The unemployment rate for the August quarter rose to 9.0%, above both the Bloomberg market consensus and our 8.9% call, as employment fell at the margin. The unemployment rate was 1.1pp above the same quarter last year, a larger adjustment than was seen in 2Q23 (0.7pp). On a seasonally adjusted basis, the unemployment rate ticked up by 40bps from 2Q23 to 8.8%, as employment fell 0.1% MoM/SA, the first negative number seen since Nov-22 (and slowed to +0.3% QoQ/SA; average quarterly employment growth during 2015-19 was 0.5% QoQ/SA). Separately, the labor force increased by 0.1% MoM/SA (0.8% QoQ/SA; 0.9% in 2Q23). Job growth over twelve months (1.7% YoY; 2.2% in 2Q23) was driven by informal job posts (1.9% YoY). Overall, the labor market loosening in line with our expectations of a gradual weakening as the prolonged contractionary monetary policy dents economic dynamism and business sentiment.
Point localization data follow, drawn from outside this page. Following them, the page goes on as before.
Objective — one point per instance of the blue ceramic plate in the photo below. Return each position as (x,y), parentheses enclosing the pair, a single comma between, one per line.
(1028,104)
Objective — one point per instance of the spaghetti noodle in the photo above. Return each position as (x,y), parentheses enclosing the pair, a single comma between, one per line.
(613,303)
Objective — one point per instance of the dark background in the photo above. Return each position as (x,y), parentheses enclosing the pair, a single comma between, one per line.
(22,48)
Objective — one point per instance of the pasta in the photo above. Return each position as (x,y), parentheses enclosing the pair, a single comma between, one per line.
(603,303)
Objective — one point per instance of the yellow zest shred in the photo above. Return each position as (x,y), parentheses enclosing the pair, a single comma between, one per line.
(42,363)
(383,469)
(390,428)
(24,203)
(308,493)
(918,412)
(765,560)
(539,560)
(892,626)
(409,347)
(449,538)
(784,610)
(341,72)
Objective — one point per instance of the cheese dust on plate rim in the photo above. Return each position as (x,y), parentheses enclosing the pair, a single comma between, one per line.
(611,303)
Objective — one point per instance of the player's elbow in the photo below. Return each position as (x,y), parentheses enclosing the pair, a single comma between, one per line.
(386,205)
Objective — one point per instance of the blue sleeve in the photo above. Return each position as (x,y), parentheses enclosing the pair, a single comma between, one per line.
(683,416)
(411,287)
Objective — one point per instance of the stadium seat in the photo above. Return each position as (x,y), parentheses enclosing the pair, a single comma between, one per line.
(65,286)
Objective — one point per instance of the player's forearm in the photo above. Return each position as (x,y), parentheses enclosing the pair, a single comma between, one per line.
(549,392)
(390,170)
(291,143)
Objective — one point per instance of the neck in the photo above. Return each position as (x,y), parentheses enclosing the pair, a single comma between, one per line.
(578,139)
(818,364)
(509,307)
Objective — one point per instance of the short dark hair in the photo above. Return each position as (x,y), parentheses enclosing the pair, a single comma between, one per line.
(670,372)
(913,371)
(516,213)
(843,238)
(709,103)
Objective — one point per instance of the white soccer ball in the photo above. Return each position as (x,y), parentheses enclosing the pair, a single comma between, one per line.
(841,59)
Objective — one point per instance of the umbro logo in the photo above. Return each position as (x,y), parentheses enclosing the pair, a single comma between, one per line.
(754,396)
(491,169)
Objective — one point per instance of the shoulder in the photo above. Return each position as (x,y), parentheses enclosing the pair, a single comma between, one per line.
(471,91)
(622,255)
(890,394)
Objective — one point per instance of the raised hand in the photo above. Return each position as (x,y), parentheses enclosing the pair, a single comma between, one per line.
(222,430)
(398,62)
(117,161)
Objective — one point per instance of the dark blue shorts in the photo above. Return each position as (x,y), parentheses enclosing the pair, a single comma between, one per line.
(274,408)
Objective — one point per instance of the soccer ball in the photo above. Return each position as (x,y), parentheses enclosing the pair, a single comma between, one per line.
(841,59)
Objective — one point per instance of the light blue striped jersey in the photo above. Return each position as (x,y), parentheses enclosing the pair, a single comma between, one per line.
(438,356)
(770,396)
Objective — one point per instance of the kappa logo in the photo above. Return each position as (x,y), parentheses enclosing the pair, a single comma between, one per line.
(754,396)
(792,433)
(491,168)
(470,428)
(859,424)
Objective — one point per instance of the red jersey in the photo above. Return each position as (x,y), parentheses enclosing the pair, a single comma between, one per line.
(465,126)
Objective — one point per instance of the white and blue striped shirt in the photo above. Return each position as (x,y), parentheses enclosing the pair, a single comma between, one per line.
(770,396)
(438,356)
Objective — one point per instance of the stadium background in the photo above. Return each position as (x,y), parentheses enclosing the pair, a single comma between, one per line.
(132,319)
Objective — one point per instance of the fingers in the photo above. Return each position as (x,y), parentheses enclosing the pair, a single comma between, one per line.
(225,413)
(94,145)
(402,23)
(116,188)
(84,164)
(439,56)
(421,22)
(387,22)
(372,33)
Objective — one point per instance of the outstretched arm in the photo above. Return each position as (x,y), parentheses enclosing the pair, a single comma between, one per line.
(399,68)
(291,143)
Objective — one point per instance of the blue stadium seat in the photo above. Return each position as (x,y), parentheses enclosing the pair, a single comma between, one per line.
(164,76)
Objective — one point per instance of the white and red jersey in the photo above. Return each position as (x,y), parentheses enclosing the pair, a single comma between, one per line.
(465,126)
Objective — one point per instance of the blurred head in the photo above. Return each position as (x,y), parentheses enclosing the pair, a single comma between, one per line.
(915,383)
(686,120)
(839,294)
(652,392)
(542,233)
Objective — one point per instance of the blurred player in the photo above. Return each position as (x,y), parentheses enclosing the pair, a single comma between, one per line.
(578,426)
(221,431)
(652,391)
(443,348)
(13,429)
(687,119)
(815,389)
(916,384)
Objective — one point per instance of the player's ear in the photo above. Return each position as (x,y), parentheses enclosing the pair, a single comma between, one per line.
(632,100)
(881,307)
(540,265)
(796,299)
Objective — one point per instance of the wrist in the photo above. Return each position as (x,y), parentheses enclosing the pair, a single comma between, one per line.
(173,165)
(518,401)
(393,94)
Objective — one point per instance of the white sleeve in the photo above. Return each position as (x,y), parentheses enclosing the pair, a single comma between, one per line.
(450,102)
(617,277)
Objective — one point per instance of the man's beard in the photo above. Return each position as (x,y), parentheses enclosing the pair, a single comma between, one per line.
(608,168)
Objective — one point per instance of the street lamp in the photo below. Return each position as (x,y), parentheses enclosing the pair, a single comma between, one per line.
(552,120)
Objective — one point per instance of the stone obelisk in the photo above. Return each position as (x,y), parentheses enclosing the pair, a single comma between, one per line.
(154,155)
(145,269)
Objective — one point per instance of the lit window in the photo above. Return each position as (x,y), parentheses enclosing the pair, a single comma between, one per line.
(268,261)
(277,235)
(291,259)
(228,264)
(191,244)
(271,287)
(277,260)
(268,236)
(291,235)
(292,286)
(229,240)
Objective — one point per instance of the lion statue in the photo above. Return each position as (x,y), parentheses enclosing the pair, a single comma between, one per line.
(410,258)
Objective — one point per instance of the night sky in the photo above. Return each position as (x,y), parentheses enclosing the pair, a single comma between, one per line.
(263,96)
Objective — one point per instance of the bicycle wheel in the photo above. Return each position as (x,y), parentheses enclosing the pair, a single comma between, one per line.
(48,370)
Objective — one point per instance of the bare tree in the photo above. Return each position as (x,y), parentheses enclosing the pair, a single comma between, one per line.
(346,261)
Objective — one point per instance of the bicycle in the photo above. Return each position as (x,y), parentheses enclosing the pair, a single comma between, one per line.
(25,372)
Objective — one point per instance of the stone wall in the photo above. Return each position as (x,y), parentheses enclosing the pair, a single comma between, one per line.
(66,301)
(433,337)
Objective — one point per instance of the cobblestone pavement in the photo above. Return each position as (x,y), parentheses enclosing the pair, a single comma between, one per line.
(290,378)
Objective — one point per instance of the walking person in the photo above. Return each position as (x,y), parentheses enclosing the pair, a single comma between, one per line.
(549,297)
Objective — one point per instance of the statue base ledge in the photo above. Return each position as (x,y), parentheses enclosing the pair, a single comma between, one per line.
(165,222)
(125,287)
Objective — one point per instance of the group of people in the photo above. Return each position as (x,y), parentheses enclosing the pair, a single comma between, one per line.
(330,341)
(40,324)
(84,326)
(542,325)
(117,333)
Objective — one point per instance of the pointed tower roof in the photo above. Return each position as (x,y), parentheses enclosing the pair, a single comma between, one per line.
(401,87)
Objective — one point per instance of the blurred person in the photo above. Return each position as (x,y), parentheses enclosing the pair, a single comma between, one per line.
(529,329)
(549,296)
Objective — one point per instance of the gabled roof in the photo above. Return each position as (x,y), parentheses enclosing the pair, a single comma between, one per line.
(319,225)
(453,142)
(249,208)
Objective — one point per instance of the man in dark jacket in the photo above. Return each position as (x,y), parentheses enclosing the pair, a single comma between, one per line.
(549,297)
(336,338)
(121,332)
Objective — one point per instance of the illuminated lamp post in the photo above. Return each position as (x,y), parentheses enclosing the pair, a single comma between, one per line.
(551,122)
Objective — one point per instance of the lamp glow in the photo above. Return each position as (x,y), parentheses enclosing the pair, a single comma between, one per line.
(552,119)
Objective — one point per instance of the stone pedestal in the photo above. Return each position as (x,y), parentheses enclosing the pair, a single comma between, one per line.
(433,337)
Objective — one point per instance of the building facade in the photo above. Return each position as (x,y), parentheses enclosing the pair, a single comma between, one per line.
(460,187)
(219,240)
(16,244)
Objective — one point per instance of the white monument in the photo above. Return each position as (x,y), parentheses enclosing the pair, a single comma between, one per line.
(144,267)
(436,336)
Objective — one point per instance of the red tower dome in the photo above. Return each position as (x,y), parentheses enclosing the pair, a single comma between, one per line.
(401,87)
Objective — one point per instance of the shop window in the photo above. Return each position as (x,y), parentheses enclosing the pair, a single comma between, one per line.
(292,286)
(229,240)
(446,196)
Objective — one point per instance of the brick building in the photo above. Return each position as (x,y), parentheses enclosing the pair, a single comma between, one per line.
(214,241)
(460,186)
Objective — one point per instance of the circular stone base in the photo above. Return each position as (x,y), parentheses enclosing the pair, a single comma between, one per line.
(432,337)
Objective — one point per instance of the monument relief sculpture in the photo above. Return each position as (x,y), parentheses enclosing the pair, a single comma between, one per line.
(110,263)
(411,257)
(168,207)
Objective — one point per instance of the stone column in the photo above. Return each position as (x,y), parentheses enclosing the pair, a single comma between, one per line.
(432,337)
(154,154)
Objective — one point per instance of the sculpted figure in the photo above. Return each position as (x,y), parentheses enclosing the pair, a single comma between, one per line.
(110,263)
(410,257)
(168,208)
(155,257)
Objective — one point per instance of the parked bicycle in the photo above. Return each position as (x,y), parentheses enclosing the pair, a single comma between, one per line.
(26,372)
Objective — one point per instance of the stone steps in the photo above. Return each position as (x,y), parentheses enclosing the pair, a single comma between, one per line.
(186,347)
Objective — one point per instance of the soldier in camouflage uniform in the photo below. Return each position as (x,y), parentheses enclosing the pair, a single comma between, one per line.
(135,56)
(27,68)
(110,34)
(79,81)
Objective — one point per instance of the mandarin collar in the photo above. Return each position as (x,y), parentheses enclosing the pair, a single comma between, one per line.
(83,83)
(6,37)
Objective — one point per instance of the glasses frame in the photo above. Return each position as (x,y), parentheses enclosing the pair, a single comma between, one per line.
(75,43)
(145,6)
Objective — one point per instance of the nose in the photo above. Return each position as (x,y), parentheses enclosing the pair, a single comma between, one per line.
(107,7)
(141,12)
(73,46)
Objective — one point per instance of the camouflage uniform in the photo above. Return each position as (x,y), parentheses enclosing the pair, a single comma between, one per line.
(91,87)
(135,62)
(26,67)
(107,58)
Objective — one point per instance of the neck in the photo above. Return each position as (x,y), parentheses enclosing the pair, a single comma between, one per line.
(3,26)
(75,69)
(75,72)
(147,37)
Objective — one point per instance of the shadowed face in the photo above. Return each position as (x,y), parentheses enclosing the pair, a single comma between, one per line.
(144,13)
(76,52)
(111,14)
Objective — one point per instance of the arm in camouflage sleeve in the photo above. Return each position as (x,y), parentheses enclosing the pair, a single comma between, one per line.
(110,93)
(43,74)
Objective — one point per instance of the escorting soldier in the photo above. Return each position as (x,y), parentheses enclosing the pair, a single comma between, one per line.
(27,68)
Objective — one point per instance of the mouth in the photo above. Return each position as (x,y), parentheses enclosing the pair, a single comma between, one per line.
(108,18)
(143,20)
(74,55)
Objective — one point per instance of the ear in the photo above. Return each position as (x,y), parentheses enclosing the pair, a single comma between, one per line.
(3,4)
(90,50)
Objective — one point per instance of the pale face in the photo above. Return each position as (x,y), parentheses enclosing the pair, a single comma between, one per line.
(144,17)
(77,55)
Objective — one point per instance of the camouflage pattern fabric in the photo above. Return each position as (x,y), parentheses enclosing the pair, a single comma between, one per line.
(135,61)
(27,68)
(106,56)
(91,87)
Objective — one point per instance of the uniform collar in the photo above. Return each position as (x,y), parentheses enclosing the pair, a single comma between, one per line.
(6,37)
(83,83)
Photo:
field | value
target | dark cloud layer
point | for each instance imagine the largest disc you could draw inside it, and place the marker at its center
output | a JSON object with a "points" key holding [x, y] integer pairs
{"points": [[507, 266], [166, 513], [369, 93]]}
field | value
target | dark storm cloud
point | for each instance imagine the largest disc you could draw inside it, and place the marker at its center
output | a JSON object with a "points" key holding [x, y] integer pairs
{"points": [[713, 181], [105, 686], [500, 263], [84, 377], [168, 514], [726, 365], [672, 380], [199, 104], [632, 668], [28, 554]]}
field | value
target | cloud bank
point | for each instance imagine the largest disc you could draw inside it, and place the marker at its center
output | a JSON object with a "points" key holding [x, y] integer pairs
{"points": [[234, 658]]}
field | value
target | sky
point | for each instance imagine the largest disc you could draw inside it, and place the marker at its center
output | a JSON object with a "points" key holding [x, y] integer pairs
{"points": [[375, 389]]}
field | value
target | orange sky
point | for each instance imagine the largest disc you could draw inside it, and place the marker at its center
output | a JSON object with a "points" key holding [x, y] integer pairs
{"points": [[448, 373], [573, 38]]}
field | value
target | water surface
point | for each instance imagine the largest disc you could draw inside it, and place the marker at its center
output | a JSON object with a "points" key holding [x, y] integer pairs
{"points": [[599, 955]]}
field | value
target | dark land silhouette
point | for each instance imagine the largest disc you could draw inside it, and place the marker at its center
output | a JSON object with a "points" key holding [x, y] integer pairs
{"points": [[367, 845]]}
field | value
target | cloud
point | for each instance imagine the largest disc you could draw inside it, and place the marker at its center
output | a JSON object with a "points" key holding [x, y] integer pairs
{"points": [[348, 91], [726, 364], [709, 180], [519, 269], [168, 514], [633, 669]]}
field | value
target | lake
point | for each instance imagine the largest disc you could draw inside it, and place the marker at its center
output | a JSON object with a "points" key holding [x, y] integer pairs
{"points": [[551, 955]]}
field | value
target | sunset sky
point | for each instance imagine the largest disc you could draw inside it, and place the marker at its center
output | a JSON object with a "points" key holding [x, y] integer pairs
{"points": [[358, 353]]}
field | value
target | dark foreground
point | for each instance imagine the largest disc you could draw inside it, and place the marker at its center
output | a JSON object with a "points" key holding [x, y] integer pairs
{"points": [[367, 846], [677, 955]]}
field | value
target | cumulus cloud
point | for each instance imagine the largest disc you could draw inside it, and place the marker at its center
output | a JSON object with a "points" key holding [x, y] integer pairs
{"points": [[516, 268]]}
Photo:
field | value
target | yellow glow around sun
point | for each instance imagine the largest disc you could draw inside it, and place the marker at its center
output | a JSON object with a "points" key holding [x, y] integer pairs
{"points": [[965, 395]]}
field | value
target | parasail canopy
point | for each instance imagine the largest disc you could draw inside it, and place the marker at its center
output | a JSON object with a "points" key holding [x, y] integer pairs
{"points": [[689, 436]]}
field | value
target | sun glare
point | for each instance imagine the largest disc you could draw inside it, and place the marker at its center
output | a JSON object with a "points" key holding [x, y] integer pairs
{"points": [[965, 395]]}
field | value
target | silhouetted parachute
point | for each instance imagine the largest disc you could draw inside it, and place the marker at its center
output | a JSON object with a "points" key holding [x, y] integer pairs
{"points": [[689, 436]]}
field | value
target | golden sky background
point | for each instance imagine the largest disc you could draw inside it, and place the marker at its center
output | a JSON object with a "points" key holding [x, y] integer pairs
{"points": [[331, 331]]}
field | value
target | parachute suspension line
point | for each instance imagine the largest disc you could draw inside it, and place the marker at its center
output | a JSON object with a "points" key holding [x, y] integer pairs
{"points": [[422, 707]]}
Job creation over twelve months is losing steam. Employment increased 1.7% YoY in the quarter ending in August (2.2% in 2Q23 and 2.4% in 1Q23), as private salaried posts increased by 1.7% YoY (1.9% in July; 2.5% in 2Q), and public-salaried jobs rose by 4.6% YoY (5.6% in July; 4.8% in 2Q). Self-employment growth increased at a higher 2.3% (2.1% in July; 1.2% in 2Q23). In terms of economic sectors, job growth was lifted by commerce and public administration, while construction concentrated job losses (sustaining the view of weak investment perspectives). Formal employment increased 1.6% YoY (1.7% in July; 2.1% in 2Q23), while informal jobs grew 1.9% YoY (2.9% in July; 2.5% in 2Q23). The participation rate in the quarter reached 60.9% (up 1.2pp over one year; 62.5% average during 2015-19).
Weakening of the labor market is consolidating. The absence of the job creation subsidy (IFE Laboral that concluded in June; accounting for an average of 36,000 new monthly posts) will dent formal job creation ahead. In addition, complementary data from administrative sources also suggest job destruction is materially up from last year, as proxies for labor demand remain below pre-pandemic levels. As such, unemployment is set to rise further in the coming months. We expect the unemployment rate to average 8.8% this year (7.9% in 2022), with 9.1-9.2% rate during 3Q23. Clearer signs of a softening labor market will spur on the central bank along its rate cut cycle, but recent CLP dynamics pose upside risks to inflation expectations that may build the case to lower the pace of easing in coming months.